So how can we use the weighted segment approach and the overlapping approach to evaluate? In Orion, we provide a collection of metrics, such as precision, recall, and F1 Score, that provide both options for evaluation. We distinguish between both approaches using the weighted flag within the metric function.

Using the weighted segment approach, we can see that we detected the majority of the anomalous interval, which if we are to look at the problem from a time point of view, we notice that we managed to detect (4 + 2) seconds of true positive, 2 seconds of false positive, and 2 second of false negative. Putting these together into our equation will yield precision = 0.75, recall = 0.75, and an F1 Score = 0.75.

Using the overlapping segment approach, the result will be a bit different.

In the overlapping segment approach, we can see that we get higher scores. In fact, since we detected a partial segment of the ground truth, then we record that segment as a true positive. Concretely, in this approach, we record 2 true positives, and 1 false negative. Which yields precision = 1, recall = 0.667, and an F1 Score = 0.8.

End-to-end pipeline evaluation

In the previous post, we saw how we can perform anomaly detection end-to-end, but how do we evaluate? We integrate the evaluation suite into the Orion API, such that you can evaluate the pipeline on a dataset (with its labels) end-to-end. You can use orion.evaluate supporting the method with the following arguments:

data, a pandas.DataFrame containing two columns: timestamp and value.
ground_truth, a pandas.DataFrame containing two columns: start timestamp and end timestamp of ground truth labels.
fit, a flag denoting whether to train the pipeline before evaluating it.
train_data, a pandas.DataFrame containing two columns: timestamp and value, used to train the pipeline. If this dataframe is not given, the function will use data to train the pipeline.
metrics, a list of metrics used to evaluate the pipeline.

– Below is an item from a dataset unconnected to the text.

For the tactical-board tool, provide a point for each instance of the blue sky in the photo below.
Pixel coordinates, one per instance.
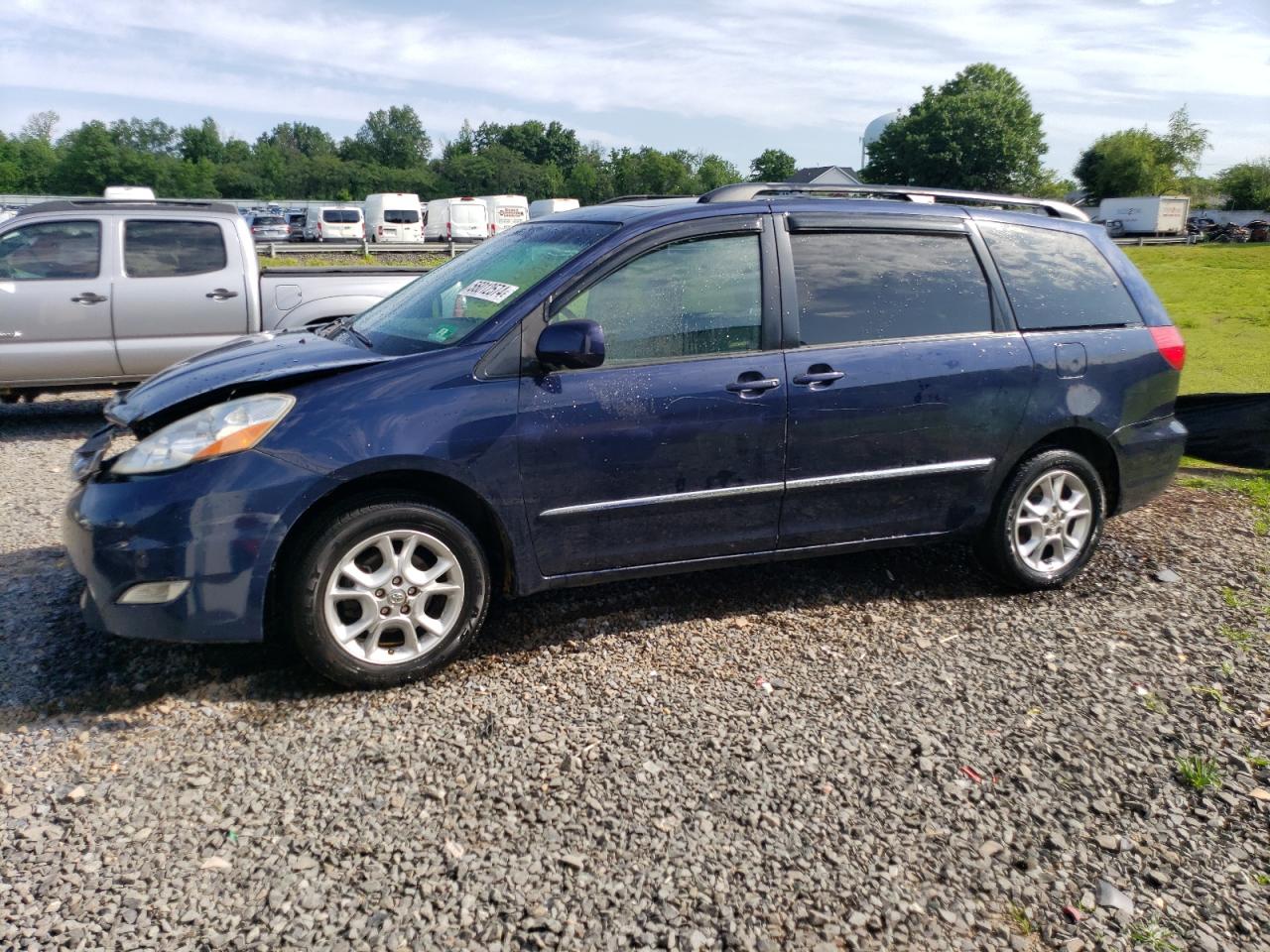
(726, 76)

metrics is a list of function names that compares ground truth labels against detected labels and returns a metric value. We have seen some functions of that sort, such as contextual_f1_score.

In this post, we looked at evaluating detected anomalies v.s. the ground truth. We also saw how we can use Orion to evaluate pipelines in an end-to-end fashion. In the upcoming post, We will explore how we can compare multiple anomaly detection pipelines from an end-to-end perspective. As well as visit the Orion’s benchmarking suite.

Review of well-known terminology in binary classification, for a positive class P, and negative class N:

True Positive (TP). We classify a segment as true positive if the model predicted it as anomaly positive and the ground truth is also anomaly positive.
False Positive (FP). If the model predicted it as positive (anomaly) and the ground truth is negative (“normal”).
False Negative (FN). If the model predicted it as a negative class (“normal”) and the ground truth is positive (anomaly).
True Negative (TN). If both the model and the ground truth suggest that the segment is negative.

Classification metrics:

Precision (Pre): which is the fraction of correctly labeled instances over the total instances labeled. You can think of it as, from the positively classified instances, how many did I get right?

Pre = TP / (TP + FP)

Recall (Rec): which is the fraction of correctly labeled points over the total number of. You can think of it as, from the truly positive instances, how many of them did I identify?

Rec = TP / (TP + FN)

F1 Score: which is the harmonic mean of precision and recall

F1 Score = 2 · Pre · Rec / (Pre + Rec)